O 2019-nCoV é o coronavírus mais recentemente descoberto. Ele foi isolado no dia 7 de janeiro de
2020 e detectado primeiramente na cidade chinesa de Wuhan. Antes dessa identificação, a China já havia
informado a Organização Mundial de Saúde, no dia 31 de dezembro de 2019, da ocorrência de uma pneumonia
de causa desconhecida.
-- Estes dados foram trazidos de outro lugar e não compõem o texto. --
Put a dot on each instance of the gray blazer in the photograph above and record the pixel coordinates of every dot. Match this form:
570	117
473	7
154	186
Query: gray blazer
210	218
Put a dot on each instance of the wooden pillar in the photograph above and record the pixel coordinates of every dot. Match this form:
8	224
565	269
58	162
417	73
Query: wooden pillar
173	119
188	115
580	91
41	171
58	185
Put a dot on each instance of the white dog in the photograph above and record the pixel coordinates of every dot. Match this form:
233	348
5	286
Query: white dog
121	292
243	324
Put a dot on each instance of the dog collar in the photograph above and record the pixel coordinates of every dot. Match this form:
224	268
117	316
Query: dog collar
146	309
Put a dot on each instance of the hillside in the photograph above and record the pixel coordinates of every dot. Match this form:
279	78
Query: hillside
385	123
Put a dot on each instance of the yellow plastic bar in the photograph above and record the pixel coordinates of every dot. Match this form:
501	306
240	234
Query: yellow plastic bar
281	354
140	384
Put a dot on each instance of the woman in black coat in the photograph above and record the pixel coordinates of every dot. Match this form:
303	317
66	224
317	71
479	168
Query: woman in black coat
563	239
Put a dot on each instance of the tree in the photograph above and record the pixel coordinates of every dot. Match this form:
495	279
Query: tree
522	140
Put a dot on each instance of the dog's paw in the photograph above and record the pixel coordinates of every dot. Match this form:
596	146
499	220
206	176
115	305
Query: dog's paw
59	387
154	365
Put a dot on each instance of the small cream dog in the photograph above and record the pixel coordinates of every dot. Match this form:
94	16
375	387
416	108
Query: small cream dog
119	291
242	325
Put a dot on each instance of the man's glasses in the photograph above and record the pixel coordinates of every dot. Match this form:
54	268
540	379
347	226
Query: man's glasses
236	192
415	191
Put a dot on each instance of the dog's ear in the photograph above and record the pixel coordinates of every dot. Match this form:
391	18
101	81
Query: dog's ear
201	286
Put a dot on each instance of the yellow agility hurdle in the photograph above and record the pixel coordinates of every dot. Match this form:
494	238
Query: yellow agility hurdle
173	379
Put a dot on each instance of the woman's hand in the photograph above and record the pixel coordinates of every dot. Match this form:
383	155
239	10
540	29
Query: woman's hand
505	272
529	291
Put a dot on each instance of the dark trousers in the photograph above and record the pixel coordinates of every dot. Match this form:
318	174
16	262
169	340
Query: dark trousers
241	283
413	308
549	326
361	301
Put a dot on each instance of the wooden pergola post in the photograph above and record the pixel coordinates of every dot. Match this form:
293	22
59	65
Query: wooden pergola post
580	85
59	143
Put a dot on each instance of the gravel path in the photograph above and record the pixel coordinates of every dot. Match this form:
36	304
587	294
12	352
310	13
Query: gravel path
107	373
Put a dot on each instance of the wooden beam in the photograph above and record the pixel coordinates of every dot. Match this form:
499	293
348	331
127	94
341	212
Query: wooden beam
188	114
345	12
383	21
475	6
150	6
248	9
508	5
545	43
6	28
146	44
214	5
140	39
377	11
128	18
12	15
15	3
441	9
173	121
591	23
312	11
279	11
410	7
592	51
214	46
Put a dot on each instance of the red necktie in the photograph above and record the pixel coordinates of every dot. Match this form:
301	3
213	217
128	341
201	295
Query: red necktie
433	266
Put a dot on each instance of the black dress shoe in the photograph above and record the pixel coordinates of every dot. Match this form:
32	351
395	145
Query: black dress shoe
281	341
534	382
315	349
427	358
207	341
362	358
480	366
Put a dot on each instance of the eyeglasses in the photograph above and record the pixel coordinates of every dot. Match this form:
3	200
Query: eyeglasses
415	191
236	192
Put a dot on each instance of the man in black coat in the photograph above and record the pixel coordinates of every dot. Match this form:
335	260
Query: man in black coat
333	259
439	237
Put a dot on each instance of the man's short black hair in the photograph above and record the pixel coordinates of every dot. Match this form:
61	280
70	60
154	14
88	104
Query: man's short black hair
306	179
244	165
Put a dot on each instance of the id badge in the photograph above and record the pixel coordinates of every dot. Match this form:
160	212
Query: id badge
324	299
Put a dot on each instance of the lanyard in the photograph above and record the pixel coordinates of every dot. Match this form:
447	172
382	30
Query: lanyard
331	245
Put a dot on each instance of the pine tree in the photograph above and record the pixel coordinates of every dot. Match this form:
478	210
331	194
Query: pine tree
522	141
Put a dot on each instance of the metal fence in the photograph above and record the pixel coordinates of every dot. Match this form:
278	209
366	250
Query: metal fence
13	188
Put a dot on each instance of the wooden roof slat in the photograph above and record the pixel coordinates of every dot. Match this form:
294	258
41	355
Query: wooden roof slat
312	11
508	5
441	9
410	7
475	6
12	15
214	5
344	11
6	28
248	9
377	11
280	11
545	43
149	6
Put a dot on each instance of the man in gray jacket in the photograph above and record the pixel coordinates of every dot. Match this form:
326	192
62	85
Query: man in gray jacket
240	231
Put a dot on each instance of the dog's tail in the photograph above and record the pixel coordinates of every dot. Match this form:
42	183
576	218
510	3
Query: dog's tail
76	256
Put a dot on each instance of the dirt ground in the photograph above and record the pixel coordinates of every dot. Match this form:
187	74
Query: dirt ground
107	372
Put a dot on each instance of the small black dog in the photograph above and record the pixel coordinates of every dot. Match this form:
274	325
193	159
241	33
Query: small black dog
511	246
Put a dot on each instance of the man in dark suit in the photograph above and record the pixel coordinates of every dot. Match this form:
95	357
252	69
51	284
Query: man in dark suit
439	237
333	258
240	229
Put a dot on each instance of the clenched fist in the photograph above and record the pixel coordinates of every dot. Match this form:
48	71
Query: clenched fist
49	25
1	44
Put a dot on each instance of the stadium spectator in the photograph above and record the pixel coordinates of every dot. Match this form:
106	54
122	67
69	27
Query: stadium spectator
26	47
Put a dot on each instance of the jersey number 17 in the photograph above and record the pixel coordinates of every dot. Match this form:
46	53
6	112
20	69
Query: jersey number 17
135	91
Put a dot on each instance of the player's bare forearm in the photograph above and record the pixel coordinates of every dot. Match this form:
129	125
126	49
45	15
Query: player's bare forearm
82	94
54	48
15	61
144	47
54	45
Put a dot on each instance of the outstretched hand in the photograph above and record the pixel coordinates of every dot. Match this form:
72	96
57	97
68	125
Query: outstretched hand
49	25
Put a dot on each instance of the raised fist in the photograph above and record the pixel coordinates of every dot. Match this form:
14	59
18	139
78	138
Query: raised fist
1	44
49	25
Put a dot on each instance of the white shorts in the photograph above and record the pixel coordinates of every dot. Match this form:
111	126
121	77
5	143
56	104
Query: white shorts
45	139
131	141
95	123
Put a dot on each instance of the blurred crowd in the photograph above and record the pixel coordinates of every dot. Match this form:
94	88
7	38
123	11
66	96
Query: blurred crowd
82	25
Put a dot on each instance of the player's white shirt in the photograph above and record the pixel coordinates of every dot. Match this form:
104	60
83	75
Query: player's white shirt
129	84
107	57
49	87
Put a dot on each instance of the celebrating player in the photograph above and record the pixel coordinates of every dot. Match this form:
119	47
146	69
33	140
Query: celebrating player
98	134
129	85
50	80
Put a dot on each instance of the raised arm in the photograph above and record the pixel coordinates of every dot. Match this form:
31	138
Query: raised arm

A primeira morte ocorrida em decorrência desse novo vírus aconteceu no dia 11 de
janeiro de 2020 e, até o dia 24 de janeiro, já haviam sido contabilizadas 26 mortes e mais de 900 casos
confirmados em todo o mundo.
Pesquisadores da Johns Hopkins University criaram um mapa que reúne informações de várias fontes
para rastrear a propagação do vírus ao redor do mundo. O mapa conta com atualizações em tempo real e pode
ser visto
Inicialmente, acreditou-se que a doença era transmitida apenas de animais para humanos. Entretanto,
após o aumento do número de casos, descobriu-se que a transmissão poderia ocorrer também de uma pessoa
para outra. Os sintomas da infecção causada pelo novo coronavírus são: febre, dificuldade respiratória, tosse e
falta de ar. Os casos mais graves podem evoluir para insuficiência renal e síndrome respiratória aguda grave.